Dem Mann wird vorgeworfen, mit seinem Handy eine 18-Jährige und eine 47-Jährige in der Damentoilette fotografiert zu haben. Nach deutschem Recht kann das unerlaubte Anfertigen von Aufnahmen in solchen privaten Räumlichkeiten als Verletzung der intim-persönlichen Lebenssphäre gewertet werden – ein Straftatbestand, der mit Freiheitsstrafen von bis zu einem Jahr oder einer Geldstrafe geahndet werden kann.

Nach der Festnahme wurde der Beschuldigte vorläufig in Gewahrsam genommen, bevor er wieder auf freien Fuß gesetzt wurde. Neben dem Strafverfahren drohen ihm nun auch ordnungsrechtliche Konsequenzen wegen des Besitzes des verbotenen Schlagstocks.

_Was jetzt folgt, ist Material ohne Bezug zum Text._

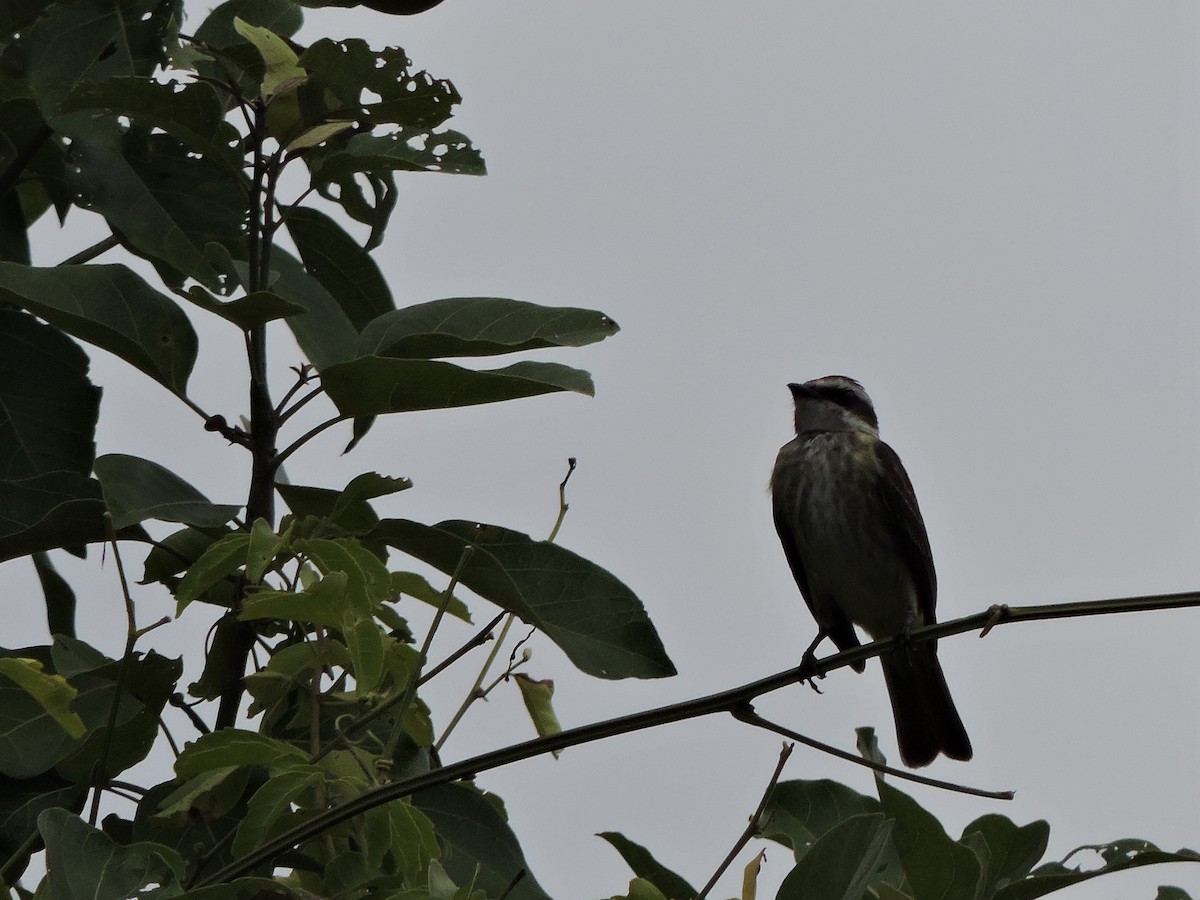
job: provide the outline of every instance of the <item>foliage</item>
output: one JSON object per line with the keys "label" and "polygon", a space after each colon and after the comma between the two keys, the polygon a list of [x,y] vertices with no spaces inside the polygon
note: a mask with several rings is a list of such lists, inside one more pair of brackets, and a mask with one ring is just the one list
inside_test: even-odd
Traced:
{"label": "foliage", "polygon": [[[302,5],[411,15],[439,2]],[[477,358],[579,347],[617,325],[596,310],[497,297],[396,308],[371,254],[400,179],[485,172],[472,141],[447,126],[461,99],[453,84],[414,71],[397,47],[301,44],[294,0],[229,0],[184,24],[182,0],[0,6],[0,560],[31,558],[52,635],[0,650],[0,886],[44,850],[36,896],[54,900],[544,898],[500,798],[432,776],[470,702],[509,676],[543,737],[504,759],[566,746],[553,682],[516,671],[516,657],[482,688],[493,653],[439,731],[419,688],[460,655],[430,667],[430,639],[444,616],[470,621],[490,604],[501,616],[462,655],[496,628],[498,647],[519,619],[587,674],[670,676],[641,601],[553,535],[382,517],[378,501],[410,489],[406,478],[290,484],[281,466],[339,423],[351,423],[353,447],[382,415],[591,394],[586,372],[558,362]],[[75,210],[102,217],[110,236],[32,266],[29,228]],[[128,261],[94,262],[116,248]],[[230,341],[201,347],[201,316],[225,323]],[[283,329],[304,361],[281,390],[266,360]],[[192,410],[198,433],[248,454],[245,502],[215,503],[157,461],[97,456],[100,389],[84,344]],[[250,373],[239,424],[189,394],[199,354],[230,347],[244,348]],[[321,403],[328,418],[303,430],[296,414]],[[171,591],[177,615],[216,611],[194,683],[179,684],[179,660],[142,648],[155,625],[138,626],[123,570],[124,653],[109,658],[76,635],[74,594],[52,554],[100,542],[114,553],[142,545],[142,584]],[[422,607],[436,613],[418,639],[409,620]],[[252,647],[261,656],[248,671]],[[118,782],[164,735],[168,704],[197,731],[171,777]],[[132,792],[132,813],[100,821],[108,791]],[[1015,900],[1196,859],[1118,842],[1099,851],[1100,870],[1034,869],[1044,823],[985,816],[953,841],[883,782],[877,800],[784,783],[758,825],[795,852],[783,898]],[[630,897],[695,894],[646,848],[603,837],[637,876]]]}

Die Bundespolizei bestätigte, dass die Ermittlungen wegen des Eingriffs in die Privatsphäre weiterlaufen. Im Rahmen des Verfahrens wird geprüft, ob weitere rechtliche Schritte – einschließlich möglicher zivilrechtlicher Schadensersatzforderungen – folgen werden. Das beschlagnahmte Handy verbleibt vorerst als Beweismittel in Polizeigewahrsam.